«Мольер. МНИМЫЙ БОЛЬНОЙ. Эскиз и декорации А. Бенуа»…

Немного пришедший в себя Рацер хлопнул Терентия по спине:

— Стой! У нас на втором этаже… человек висит. Терентий, видимо, не понимая барина, лошадей припустил еще быстрее, лишь вполоборота повернув лицо:

— Это вы насчет чего?

Рацер, раздражаясь этой непонятливостью, а больше необычным и весьма тягостным происшествием, нарушавшим настроение, размашисто стукнул Терентия по спине:

— Да стой же, болван! — И уже чуть спокойнее: — Ты ничего не заметил в окне, где живет Абрамов?

Терентий помотал головой:

— Это который книжки собирает? Нет, не заметил.

Рацер замолчал, тяжело обдумывая: «Может мне померещилось? Я ведь вчера утром видел Льва Григорьевича, он хвалился новыми приобретениями. Говорил, что купил Острожскую библию 1581 года. Он был здоров и весел. Что делать?». Наконец, решился:

— Поворачивай обратно! Терентий буркнул:

— Это, как хотите, самое последнее дело — с дороги вертаться. Эх-ма! Ну, теперь пути не будет — как пить дать.

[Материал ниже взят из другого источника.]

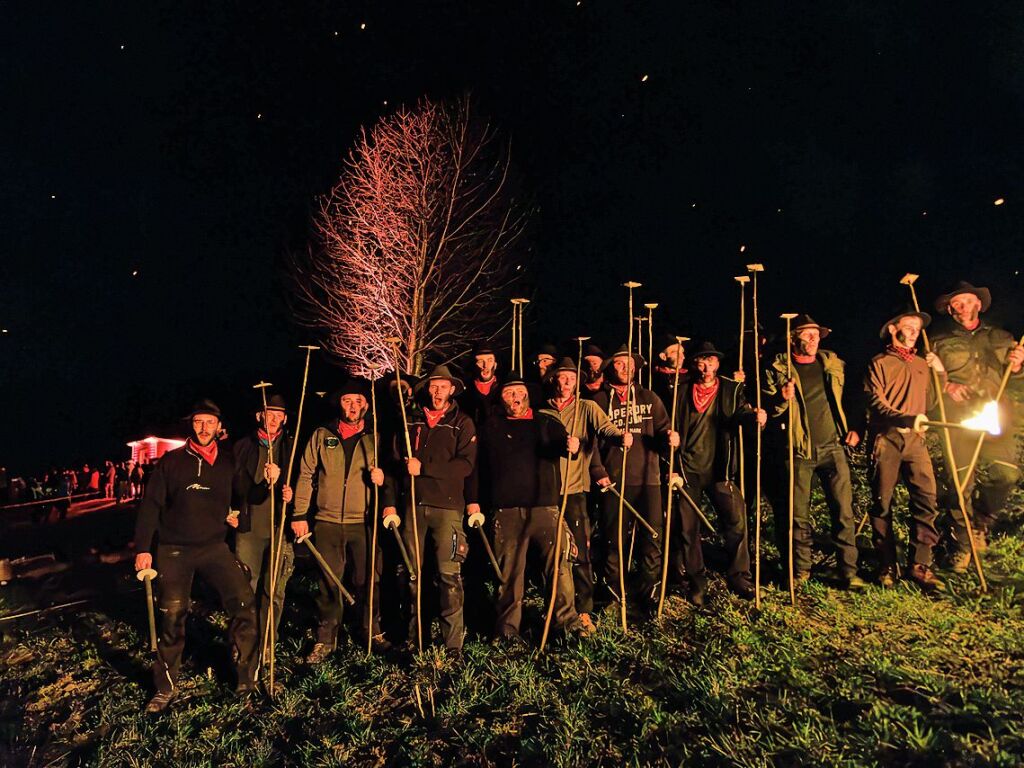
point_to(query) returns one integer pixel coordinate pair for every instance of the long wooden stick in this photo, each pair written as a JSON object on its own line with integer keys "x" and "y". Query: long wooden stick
{"x": 668, "y": 501}
{"x": 622, "y": 498}
{"x": 755, "y": 268}
{"x": 908, "y": 280}
{"x": 791, "y": 414}
{"x": 565, "y": 500}
{"x": 412, "y": 495}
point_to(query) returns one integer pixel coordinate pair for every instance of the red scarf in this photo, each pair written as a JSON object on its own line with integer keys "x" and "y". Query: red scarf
{"x": 209, "y": 453}
{"x": 569, "y": 401}
{"x": 484, "y": 387}
{"x": 702, "y": 395}
{"x": 347, "y": 430}
{"x": 434, "y": 417}
{"x": 904, "y": 354}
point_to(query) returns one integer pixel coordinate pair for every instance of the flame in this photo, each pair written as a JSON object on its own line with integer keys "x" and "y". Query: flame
{"x": 986, "y": 421}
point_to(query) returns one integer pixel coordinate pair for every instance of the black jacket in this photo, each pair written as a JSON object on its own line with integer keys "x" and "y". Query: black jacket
{"x": 731, "y": 410}
{"x": 448, "y": 453}
{"x": 250, "y": 493}
{"x": 186, "y": 500}
{"x": 519, "y": 460}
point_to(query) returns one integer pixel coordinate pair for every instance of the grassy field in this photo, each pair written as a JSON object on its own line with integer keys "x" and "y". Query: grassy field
{"x": 877, "y": 678}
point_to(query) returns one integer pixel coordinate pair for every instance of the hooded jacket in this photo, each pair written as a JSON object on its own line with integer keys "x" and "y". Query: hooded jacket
{"x": 186, "y": 500}
{"x": 251, "y": 488}
{"x": 833, "y": 370}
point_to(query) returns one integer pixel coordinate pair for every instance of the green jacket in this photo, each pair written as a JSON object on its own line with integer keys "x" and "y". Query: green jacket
{"x": 771, "y": 387}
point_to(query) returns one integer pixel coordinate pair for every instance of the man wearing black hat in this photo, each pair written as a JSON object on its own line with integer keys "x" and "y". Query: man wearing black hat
{"x": 580, "y": 469}
{"x": 652, "y": 434}
{"x": 592, "y": 371}
{"x": 520, "y": 451}
{"x": 339, "y": 463}
{"x": 975, "y": 354}
{"x": 256, "y": 473}
{"x": 899, "y": 388}
{"x": 443, "y": 442}
{"x": 185, "y": 509}
{"x": 819, "y": 432}
{"x": 710, "y": 412}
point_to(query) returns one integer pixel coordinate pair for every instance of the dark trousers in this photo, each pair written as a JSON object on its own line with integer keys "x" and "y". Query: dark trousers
{"x": 647, "y": 501}
{"x": 578, "y": 519}
{"x": 990, "y": 483}
{"x": 832, "y": 468}
{"x": 515, "y": 528}
{"x": 731, "y": 509}
{"x": 897, "y": 456}
{"x": 216, "y": 565}
{"x": 450, "y": 549}
{"x": 253, "y": 551}
{"x": 341, "y": 544}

Право, Яков Давыдович, вам померещилось, в глазах наваждение ложное. Зачем ему висеть? Поди, сидит за столом и чай дует из самовара с горячими кренделями от Филиппова.

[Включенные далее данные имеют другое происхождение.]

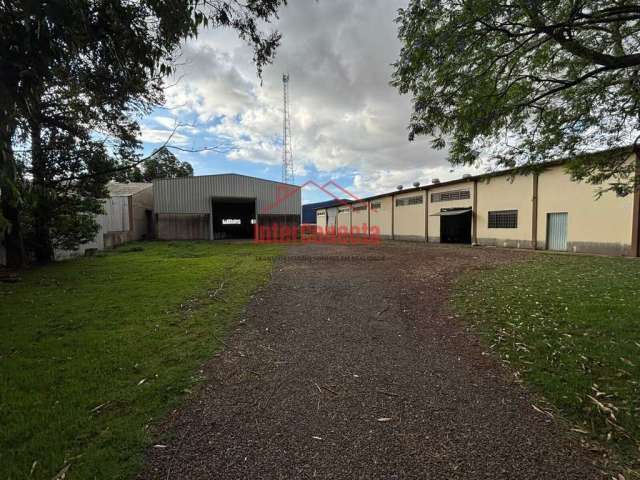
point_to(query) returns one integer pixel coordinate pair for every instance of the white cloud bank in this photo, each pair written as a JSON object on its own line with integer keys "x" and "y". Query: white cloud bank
{"x": 345, "y": 115}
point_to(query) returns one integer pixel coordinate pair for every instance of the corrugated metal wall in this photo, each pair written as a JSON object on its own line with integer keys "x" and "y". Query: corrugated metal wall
{"x": 193, "y": 194}
{"x": 557, "y": 231}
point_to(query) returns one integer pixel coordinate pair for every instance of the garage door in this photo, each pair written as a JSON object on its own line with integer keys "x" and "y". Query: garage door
{"x": 557, "y": 231}
{"x": 331, "y": 218}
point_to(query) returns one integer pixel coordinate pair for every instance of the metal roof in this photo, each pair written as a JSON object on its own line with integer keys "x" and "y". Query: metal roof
{"x": 472, "y": 178}
{"x": 194, "y": 194}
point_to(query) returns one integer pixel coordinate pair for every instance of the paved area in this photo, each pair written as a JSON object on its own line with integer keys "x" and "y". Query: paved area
{"x": 349, "y": 365}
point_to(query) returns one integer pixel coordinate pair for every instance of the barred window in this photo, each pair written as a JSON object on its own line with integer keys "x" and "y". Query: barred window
{"x": 503, "y": 219}
{"x": 450, "y": 196}
{"x": 401, "y": 202}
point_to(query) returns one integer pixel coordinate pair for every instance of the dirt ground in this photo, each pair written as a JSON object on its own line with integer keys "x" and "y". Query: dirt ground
{"x": 349, "y": 365}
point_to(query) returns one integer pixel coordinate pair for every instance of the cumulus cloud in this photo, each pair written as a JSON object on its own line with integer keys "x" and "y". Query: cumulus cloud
{"x": 346, "y": 118}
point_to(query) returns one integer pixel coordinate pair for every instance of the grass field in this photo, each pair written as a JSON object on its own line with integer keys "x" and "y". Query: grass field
{"x": 571, "y": 327}
{"x": 95, "y": 350}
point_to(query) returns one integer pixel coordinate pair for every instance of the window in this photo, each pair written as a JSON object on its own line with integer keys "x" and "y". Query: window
{"x": 416, "y": 200}
{"x": 503, "y": 219}
{"x": 450, "y": 196}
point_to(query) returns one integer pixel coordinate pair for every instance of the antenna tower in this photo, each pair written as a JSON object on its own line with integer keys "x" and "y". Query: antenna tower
{"x": 287, "y": 151}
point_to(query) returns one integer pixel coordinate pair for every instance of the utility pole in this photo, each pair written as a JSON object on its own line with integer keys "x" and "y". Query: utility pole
{"x": 287, "y": 151}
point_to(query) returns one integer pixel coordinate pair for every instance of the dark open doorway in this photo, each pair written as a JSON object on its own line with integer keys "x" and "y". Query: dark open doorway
{"x": 455, "y": 225}
{"x": 233, "y": 217}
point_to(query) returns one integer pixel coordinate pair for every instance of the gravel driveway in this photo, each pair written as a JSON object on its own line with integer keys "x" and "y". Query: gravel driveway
{"x": 348, "y": 365}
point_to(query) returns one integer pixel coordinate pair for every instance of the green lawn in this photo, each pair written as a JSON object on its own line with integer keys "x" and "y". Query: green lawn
{"x": 570, "y": 325}
{"x": 95, "y": 350}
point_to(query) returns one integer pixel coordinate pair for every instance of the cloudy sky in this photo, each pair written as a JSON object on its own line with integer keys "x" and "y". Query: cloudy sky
{"x": 348, "y": 123}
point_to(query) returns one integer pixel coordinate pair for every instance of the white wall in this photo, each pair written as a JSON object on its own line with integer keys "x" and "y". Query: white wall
{"x": 115, "y": 219}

— Хорошо, если так! А пока что делай, как тебе приказываю.

Терентий с неудовольствием махнул рукой, пропустил мчавшийся с трезвоном в колокол пожарный экипаж, и развернулся у Мясницких ворот, прямо напротив булочной Филиппова. Они вновь пересекли площадь и въехали во двор.

Вытянув шею, с напряженным вниманием и страхом посмотрели в окна второго этажа. За чисто вымытым стеклом, прямо под хрустальной люстрой, немного сместив ее в сторону, виднелась седая голова старика Абрамова. Под напором петли подбородок был вздернут вверх.

Пришедший едва ли не в обморочное состояние, Рацер едва слышно прошептал:

— К городовому, пошел! У нового почтамта стоит…

ВЕРСИЯ

Городовой, объемистый в талии муж с багровым глянцевитым лицом, не перебивая выслушал рассказ Рацера. Дежурство кончалось и городовому не хотелось валандаться с этим самоубийством. Он задумчиво промычал:

— Мм… Дело такое, что требуется отцам-командирам доложить. Пойду протелефоню в участок. А вы тут, господин, подождите.

Вскоре он вернулся мрачнее тучи:

— Велено охранять место происшествия. А вас, господин, просили обождать, — добавил городовой с плохо скрытым злорадством. — Потому как вы первый заметили. — Он тяжело поднялся на облучок и могучим задом несколько сдвинул Терентия: — Ну, трогай, чего ждешь!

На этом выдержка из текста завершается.